Itu pemandangan yang melegakan. Pada hiruk-pikuk
mainan gawai, ada yang menyisihkan waktu menyepi untuk membaca buku. Di tengah
derasnya ajakan ngopi—yang konon syarat diskusi namun ternyata isi omong kosong—masih
ada yang memilih khusuk belajar.
Semua maklum akan setumpuk manfaat belajar, sembari
tetap membuang banyak waktu pada gawai—untuk berstory ria atau lainnya. Tak jauh beda dengan tahu bahwa ada tetangga lapar, sembari tetap menyantap banyak nasi
kebuli, roti, soto, atau mie ayam dengan cakar. Tugas pemilik banyak makanan
mungkin berbagi, karena mampu. Tugas pelajar mungkin memprioritaskan belajar
atas kenikmatan bermain yang lain. Barangkali.
Siapa pun orang hebat pasti telah melalui proses belajar. Dan kemungkinan proses itu akan begitu membekas hingga menyarankan pada orang lain agar bermanfaat. Saya pernah mengikuti pelatihan menulis, workshop penelitian
ilmiah, penelitian kualitatif, dan semacamnya. Hampir semua tutor
menginstruksikan pola dasar yang sama: banyak membaca, banyak diskusi, banyak melatih skil menulis, yang sederhananya bisa disingkat
menjadi dua kata: rajin belajar.
Rajin belajar. Itu kata kuncinya. Klise sekali. Tapi begitulah kenyataannya. Pengalaman saya yang mblegedes sepertinya
menyetujui hal itu. mengikuti kajian metodologi penelitian tak menyulap saya
menjadi peneliti sehandal Prof. Azyumardi Azra. Mengikuti pelatihan menulis tak
menyulap saya menyusun karya secemerlang Sidney Sheldon.

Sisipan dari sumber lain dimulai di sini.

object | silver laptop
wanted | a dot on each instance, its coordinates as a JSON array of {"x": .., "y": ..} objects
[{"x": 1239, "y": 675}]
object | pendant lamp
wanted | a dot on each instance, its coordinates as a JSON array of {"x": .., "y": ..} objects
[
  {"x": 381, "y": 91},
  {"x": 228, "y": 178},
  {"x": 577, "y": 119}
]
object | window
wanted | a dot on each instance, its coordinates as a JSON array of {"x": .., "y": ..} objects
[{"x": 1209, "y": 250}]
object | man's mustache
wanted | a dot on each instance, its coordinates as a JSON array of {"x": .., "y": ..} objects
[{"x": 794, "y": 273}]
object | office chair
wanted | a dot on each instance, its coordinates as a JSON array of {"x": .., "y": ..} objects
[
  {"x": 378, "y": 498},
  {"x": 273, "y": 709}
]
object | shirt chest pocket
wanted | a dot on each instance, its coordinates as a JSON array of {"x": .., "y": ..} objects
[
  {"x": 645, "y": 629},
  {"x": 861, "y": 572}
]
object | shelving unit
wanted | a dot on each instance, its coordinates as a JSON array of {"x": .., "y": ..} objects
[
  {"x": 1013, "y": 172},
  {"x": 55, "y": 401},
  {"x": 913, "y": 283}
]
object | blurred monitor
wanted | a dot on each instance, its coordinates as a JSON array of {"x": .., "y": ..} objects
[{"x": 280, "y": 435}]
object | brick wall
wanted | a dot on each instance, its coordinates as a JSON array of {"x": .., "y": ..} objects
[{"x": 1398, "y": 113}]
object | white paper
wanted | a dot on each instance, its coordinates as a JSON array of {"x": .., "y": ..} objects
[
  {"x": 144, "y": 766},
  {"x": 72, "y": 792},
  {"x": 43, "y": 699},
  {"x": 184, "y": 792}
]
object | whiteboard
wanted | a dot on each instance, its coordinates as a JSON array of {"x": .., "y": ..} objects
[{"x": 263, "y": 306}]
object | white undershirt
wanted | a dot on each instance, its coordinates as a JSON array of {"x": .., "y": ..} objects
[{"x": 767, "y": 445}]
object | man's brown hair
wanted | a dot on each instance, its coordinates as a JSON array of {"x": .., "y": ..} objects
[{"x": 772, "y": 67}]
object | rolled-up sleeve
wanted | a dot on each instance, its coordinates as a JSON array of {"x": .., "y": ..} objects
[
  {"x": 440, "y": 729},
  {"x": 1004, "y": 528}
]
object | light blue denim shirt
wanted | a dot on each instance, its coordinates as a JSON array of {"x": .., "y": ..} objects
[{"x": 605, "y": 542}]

Bahwa pelatihan semacam itu menyajikan langkah
praktis dan benar, saya setuju. Dan saya juga mengangguk, pelatihan itu
menuntut keterlibatan aktif kita dalam mengasah ketekunan belajar. Dengan kata
lain, kita bisa membaca buku dengan judul semacam how to, tapi kita perlu
menyelami pengalaman, meresapi, berkaca, dan pelan-pelan membentuk hasil. demikian tulis Goenawan Mohamad.
Pada titik itu, barangkali kampus bukan cuma gedung
pencetak manusia berotak pandai, ia akan lebih bermakna jika membangun
pendidikan edukatif yang membuat peserta didik cinta belajar. Tapi mungkin itu
mimpi yang minta diwujudkan dari waktu ke waktu. Tak pernah nyata.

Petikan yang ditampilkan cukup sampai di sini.